Having seen the second catch put into the coop, Dan started toward the landing again. It was mail day, and consequently there was a larger number of loafers about the post-office than there usually was. Among them were Lester Brigham and Bob Owens, who seemed to be very much interested in something that was fastened to the bulletin-board in the store. Having nothing better to do just then Dan walked up behind them, and looking over their shoulders spelled out with much difficulty the following—
“NOTICE.
“Ten Dollars Reward.
“Strayed or stolen, my black-and-white pointer, Dandy. I will pay the above reward for his safe return, and ask no questions; or I will give Five Dollars for any information that will lead to his recovery.
“DONALD GORDON.”
“I am glad he has lost him, and I hope he will never see him again,” said Bob, spitefully. “If I knew where he was, I wouldn’t tell him for five times five dollars.”

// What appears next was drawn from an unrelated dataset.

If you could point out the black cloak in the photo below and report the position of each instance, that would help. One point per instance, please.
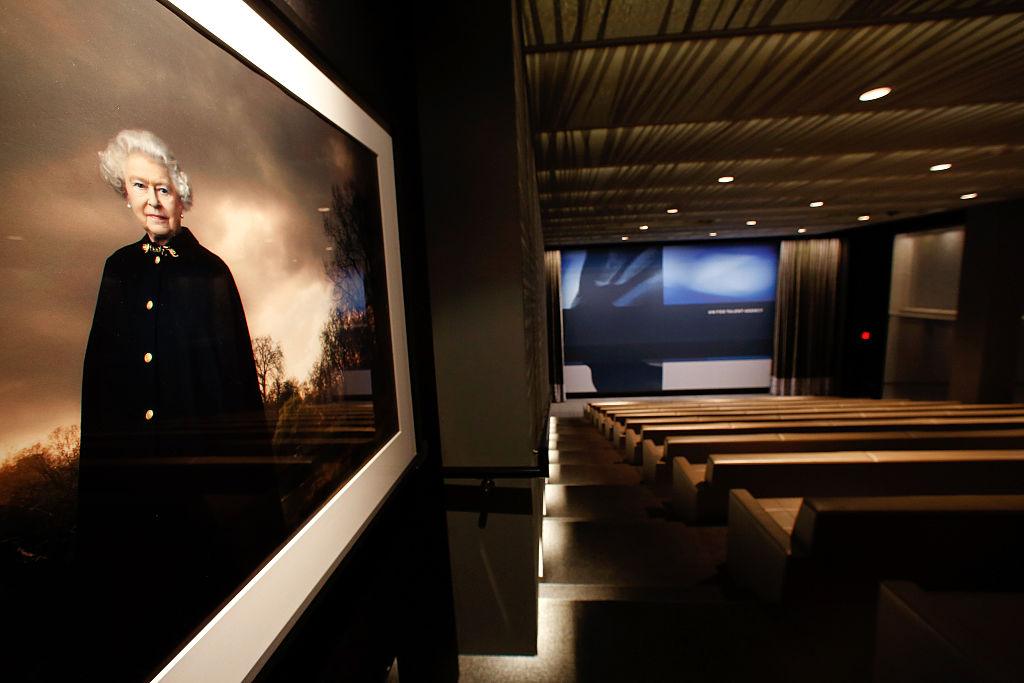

“What does he want him back for, anyhow?” said Lester. “Don is assisting in shipping quails out of the country, and the first thing he knows the dog will be of no use to him.”
Dan did not waste five minutes in loafing about the store after that. Here was something he had been waiting for ever since he stole the pointer. The owner had offered a heavy reward for his safe return—it was twice as much as Godfrey said they ought to have—and the next thing to be settled was, how to obtain the money, without facing Don Gordon. This was a question over which Dan had often bothered his few brains, but without finding any way of answering it. Something must be determined upon now, however, for there was a nice little sum of money at stake.